Defects rife among city school buses

Inspection failures outpace rest of state in past three years

25% of vehicles flunked

Baltimore's fleet is oldest in Md.

maintenance difficult

February 24, 2002|By Michael James and Andrew A. Green | Michael James and Andrew A. Green,SUN STAFF

School buses in Baltimore fail state safety inspections far more often than those in any other Maryland jurisdiction, and many are so old that surrounding counties would bar them from carrying children.

Some violations are as simple as a tiny hole in an exhaust pipe, but inspectors have also seen buses with front bumpers falling off, brake fluid spewing from hoses and, in one case, a bus so decrepit that it had to be towed from the inspection yard.

In almost all cases, the major defects are found a few hours after the buses delivered children to school.

County officials say contractors with a fraction of the violations seen in the city would have been fired long ago.

"You can't continue to have problems and not sometime in the future have an accident due to mechanical failure," said Norman D. Seidel, director of transportation for Harford County, which had the best school bus inspection record in the metropolitan area. "I think you're rolling the dice."

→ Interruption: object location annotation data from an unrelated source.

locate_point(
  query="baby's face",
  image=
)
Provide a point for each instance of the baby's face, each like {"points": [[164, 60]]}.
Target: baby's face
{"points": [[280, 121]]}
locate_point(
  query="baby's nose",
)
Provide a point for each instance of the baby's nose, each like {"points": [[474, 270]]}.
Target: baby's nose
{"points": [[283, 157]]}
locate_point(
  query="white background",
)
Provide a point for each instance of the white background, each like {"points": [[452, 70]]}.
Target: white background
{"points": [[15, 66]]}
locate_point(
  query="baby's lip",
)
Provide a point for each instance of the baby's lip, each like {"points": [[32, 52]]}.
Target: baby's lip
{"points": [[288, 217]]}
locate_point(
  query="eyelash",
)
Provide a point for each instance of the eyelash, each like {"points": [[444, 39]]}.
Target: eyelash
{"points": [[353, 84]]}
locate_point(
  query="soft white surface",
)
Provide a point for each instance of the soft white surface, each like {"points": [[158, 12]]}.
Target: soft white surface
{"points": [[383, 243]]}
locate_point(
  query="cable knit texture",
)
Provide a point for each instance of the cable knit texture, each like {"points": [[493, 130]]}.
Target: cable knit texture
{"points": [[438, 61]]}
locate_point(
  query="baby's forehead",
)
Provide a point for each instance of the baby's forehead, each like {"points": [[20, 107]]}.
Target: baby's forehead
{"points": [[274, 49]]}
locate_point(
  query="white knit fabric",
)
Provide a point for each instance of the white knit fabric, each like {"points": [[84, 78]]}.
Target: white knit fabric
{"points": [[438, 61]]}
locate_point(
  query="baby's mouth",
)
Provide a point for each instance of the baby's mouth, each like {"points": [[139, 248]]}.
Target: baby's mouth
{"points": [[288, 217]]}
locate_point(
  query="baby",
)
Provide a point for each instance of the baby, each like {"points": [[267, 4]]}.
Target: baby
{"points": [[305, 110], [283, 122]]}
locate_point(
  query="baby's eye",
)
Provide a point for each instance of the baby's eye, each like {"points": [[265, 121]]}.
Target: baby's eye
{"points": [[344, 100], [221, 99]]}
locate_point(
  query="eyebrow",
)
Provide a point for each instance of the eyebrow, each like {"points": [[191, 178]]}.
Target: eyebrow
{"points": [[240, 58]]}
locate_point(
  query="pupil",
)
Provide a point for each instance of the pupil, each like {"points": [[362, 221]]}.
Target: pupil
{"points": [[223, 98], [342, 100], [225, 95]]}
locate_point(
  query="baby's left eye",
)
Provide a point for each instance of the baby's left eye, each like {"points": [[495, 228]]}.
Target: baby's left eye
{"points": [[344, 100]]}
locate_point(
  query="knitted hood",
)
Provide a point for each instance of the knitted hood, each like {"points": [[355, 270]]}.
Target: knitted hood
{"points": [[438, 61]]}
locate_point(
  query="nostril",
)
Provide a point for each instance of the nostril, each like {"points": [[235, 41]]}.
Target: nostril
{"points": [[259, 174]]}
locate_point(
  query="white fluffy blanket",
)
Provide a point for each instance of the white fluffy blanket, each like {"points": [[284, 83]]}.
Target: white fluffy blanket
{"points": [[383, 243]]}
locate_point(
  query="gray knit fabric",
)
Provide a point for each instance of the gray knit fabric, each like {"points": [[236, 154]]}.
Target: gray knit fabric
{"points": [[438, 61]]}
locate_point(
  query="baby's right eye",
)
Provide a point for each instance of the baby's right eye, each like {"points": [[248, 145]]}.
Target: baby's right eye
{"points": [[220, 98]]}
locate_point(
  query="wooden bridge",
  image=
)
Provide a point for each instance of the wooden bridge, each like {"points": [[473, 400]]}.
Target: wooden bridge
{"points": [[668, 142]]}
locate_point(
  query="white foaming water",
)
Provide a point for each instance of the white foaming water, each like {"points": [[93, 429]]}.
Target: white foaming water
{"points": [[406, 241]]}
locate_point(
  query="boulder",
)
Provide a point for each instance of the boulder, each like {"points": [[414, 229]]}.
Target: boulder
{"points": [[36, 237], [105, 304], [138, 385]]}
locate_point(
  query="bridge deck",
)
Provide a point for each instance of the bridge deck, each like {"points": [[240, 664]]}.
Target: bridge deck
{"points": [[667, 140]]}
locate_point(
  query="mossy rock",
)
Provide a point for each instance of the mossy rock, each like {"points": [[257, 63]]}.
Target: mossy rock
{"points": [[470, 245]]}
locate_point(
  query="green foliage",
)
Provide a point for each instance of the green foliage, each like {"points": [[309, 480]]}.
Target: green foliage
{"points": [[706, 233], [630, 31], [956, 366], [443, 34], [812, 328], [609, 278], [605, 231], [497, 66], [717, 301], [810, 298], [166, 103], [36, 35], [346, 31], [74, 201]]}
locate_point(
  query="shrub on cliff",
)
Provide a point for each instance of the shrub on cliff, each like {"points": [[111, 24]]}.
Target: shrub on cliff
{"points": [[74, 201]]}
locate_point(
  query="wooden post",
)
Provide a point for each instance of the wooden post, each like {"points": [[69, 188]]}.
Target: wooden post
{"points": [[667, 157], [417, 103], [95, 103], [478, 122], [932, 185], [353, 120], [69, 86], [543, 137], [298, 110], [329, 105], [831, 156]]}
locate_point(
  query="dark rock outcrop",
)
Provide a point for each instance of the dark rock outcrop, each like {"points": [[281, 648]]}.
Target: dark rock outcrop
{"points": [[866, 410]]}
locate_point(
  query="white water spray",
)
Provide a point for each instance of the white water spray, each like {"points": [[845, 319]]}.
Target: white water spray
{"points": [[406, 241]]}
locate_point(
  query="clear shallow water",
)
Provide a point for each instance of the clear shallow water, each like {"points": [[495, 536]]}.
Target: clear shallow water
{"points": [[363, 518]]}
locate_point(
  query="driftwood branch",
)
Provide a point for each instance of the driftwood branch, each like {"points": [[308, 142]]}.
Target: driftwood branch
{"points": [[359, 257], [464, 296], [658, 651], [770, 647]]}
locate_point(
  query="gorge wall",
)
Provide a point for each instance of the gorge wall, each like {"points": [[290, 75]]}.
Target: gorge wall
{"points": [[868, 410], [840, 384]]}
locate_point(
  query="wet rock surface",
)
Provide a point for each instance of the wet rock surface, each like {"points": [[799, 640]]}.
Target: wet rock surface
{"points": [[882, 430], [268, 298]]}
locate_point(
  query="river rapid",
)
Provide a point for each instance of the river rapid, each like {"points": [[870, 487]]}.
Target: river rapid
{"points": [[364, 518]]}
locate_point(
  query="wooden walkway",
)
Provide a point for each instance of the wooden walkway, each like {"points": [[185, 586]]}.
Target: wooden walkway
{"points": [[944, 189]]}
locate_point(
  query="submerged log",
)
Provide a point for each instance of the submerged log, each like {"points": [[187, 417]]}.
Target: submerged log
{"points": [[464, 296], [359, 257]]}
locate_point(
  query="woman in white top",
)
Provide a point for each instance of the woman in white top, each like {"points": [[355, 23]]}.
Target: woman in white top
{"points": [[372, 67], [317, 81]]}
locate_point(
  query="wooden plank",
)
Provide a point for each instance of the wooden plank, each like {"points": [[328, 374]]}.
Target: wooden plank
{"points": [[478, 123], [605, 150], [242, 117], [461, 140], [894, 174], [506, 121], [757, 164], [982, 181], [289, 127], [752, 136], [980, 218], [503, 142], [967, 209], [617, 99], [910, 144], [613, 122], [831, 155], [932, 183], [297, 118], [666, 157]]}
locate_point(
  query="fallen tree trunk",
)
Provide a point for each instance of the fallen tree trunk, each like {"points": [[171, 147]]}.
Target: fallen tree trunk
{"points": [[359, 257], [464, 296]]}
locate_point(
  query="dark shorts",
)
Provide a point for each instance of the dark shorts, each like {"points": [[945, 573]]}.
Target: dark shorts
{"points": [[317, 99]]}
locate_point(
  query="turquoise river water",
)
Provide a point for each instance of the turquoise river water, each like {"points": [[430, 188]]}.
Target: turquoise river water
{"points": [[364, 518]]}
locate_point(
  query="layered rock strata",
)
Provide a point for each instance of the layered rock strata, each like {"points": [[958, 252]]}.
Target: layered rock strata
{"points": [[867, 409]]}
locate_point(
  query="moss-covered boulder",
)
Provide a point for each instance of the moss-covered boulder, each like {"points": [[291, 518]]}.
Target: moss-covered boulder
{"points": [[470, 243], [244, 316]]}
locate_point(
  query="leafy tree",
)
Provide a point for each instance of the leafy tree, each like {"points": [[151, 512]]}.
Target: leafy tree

An analysis by The Sun of city and Motor Vehicle Administration records for more than 3,100 buses in the metropolitan area shows that:

More than 25 percent of public school buses in Baltimore failed safety inspections in the past three years, several times the percentage of most other school systems. Buses in most area counties fail less than 10 percent of required inspections.

Using buses cast off from other jurisdictions, Baltimore contractors have amassed the oldest fleet in the state. A third of the city's 364 buses are more than 12 years old, an age at which maintenance becomes difficult and costly.

Among school systems that allow older buses, maintenance practices vary widely. Some counties have nearly spotless records, while some buses in the city are continually cited for violations. None of Prince George's County's older buses and only one of Baltimore County's 28 were cited for major violations this year, while more than half of the city's older buses were cited, one of them for eight violations.

Regulations in area counties prohibit companies with multiple violations from transporting students, but city officials have rescinded only one bus contract in the past two years despite several instances of multiple violations.

The bulk of violations found by MVA inspectors occurred in buses owned by a small group of city contractors. Of more than 200 bus contractors in the Baltimore area, three in the city account for 36 percent of all safety violations. Those companies are Allender Group, Gladney Transportation and Barber Transportation.

Baltimore bus company officials defend their records by saying that most problems are minor and are fixed immediately. City school officials say they take maintenance seriously and sanction companies with poor records.

Bus companies note that serious accidents are rare - which is true not only in Maryland but in every other state. A combination of a heavy-duty frame, relatively slow speed and an emphasis by legislators on frequent safety inspections has made school buses the safest mode of travel in the country, with fewer than 10 deaths reported a year.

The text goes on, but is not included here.